Balacoon TTS self-hosted service

Balacoon offers a Docker image for Text-to-Speech endpoints, designed to run on NVIDIA GPU machines. This pre-built image enables fast synthesis with minimal latency. Batching is utilized to process multiple synthesis requests concurrently, maximizing hardware resource utilization.

Getting balacoon/tts_server image

Pull the image from Docker Hub. Follow up with NVIDIA docs for GPU and driver requirements.

docker pull balacoon/tts_server:0.2

Starting the endpoint

Similar to synthesis with balacoon_tts package, you will need a single addon file with models and resources required for synthesis. Search for those, marked with _gpu suffix at HuggingFace Hub.
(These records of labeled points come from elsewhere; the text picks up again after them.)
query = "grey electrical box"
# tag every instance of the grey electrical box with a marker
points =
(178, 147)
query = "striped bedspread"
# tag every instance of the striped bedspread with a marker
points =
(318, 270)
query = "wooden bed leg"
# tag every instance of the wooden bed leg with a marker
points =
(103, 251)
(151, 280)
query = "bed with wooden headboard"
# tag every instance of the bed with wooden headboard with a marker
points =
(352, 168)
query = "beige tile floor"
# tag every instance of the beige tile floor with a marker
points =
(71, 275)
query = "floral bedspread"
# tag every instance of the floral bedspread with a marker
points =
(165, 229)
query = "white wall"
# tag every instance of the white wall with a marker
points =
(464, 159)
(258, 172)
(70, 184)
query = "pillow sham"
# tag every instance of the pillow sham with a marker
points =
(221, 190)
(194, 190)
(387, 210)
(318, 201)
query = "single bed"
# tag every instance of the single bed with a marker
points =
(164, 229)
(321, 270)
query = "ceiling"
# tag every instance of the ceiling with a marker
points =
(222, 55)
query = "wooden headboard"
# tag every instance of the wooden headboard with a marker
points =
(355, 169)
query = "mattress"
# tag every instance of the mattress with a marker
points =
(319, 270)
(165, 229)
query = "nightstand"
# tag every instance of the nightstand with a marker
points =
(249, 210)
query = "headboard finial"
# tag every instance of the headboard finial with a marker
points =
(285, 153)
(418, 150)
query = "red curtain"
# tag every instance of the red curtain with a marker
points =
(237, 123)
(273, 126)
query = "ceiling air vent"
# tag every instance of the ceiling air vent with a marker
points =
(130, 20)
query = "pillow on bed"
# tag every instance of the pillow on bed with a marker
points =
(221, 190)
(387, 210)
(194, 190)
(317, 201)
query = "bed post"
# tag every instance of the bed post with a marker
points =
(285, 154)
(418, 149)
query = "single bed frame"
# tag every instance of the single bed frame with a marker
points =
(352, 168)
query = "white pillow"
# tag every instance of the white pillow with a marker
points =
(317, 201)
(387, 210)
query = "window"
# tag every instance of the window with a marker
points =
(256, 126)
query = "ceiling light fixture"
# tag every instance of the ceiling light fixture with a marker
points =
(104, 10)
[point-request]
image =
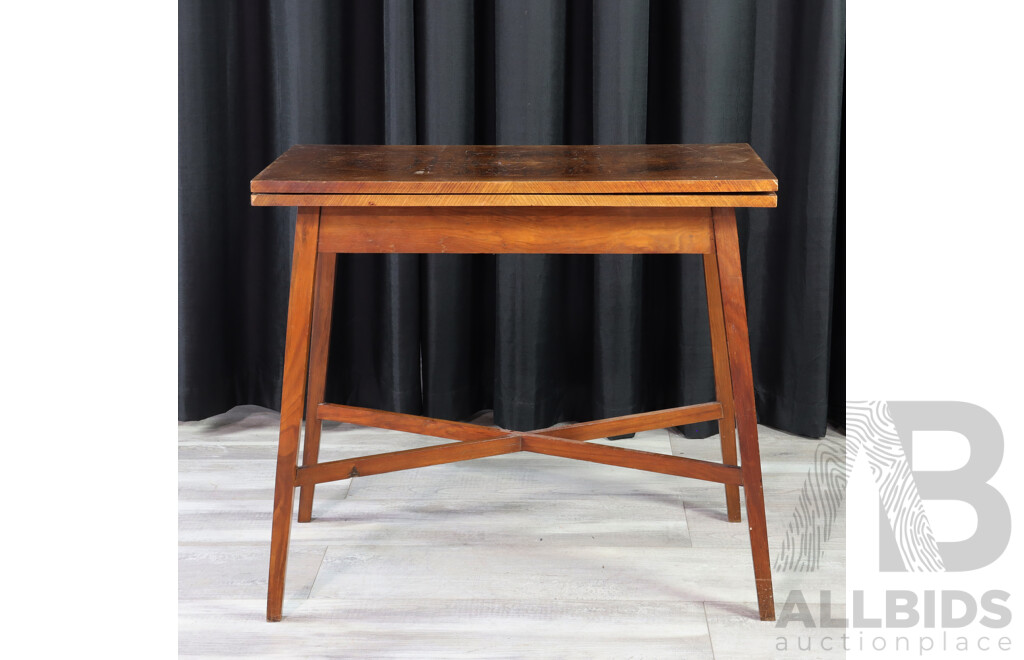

# get the addon compiled for GPU
wget https://huggingface.co/balacoon/tts/resolve/main/en_us_cmartic_jets_gpu.addon

Start a container from the previously pulled image:

docker run --gpus all -it --rm -e CUDA_VISIBLE_DEVICES=0 --network host -v $PWD:/workspace \
    balacoon/tts_server:0.1 balacoon_tts_server 0.0.0.0 3333 16 16 /workspace/en_us_cmartic_jets_gpu.addon

Where balacoon_tts_server is a precompiled binary which takes following positional arguments:

ip-address, we use non-routable meta-address for the host in this example.
port on which the service is accessible.
threads, number of threads that process input requests in parallel.
batch-size, maximum batch size, during batching of input requests.
addon-path, location of the addon with models and resources.

Playing with number of threads and batch-size allows you to balance latency and hardware utilization. Too high batch-size can cause Out-Of-Memory however, so you have to tune it for resources available.

WARNING: several first requests will be taking unusually long due to so called “warming up”, which happens under the hood for each new batch size observed.

Sending synthesis request to the endpoint

TTS endpoint that you started is a websocket server, which gets json with a text as a request, and sends back a raw waveform. An example how to send a request using python:

import json
import asyncio
import websockets

async def run_request(text: str, out_path: str):
    """
    Sends text for synthesis and saves produced audio into a file
    """
    async with websockets.connect("ws://localhost:3333") as websocket:
        request = json.dumps({"text": text, "speaker": "slt"})
        await websocket.send(request)
        
        with open(out_path, "wb") as fp:
            while True:
                try:
                    data = await websocket.recv()
                except websockets.exceptions.ConnectionClosed:
                    break
                if data is None:
                    break
                fp.write(data)

# it will write raw waveform to a file
# to convert it to wav, you can use sox:
# sox -r 24000 -c 1 -b 16 -e signed-integer output.raw output.wav
asyncio.run(run_request('hello world', 'output.raw'))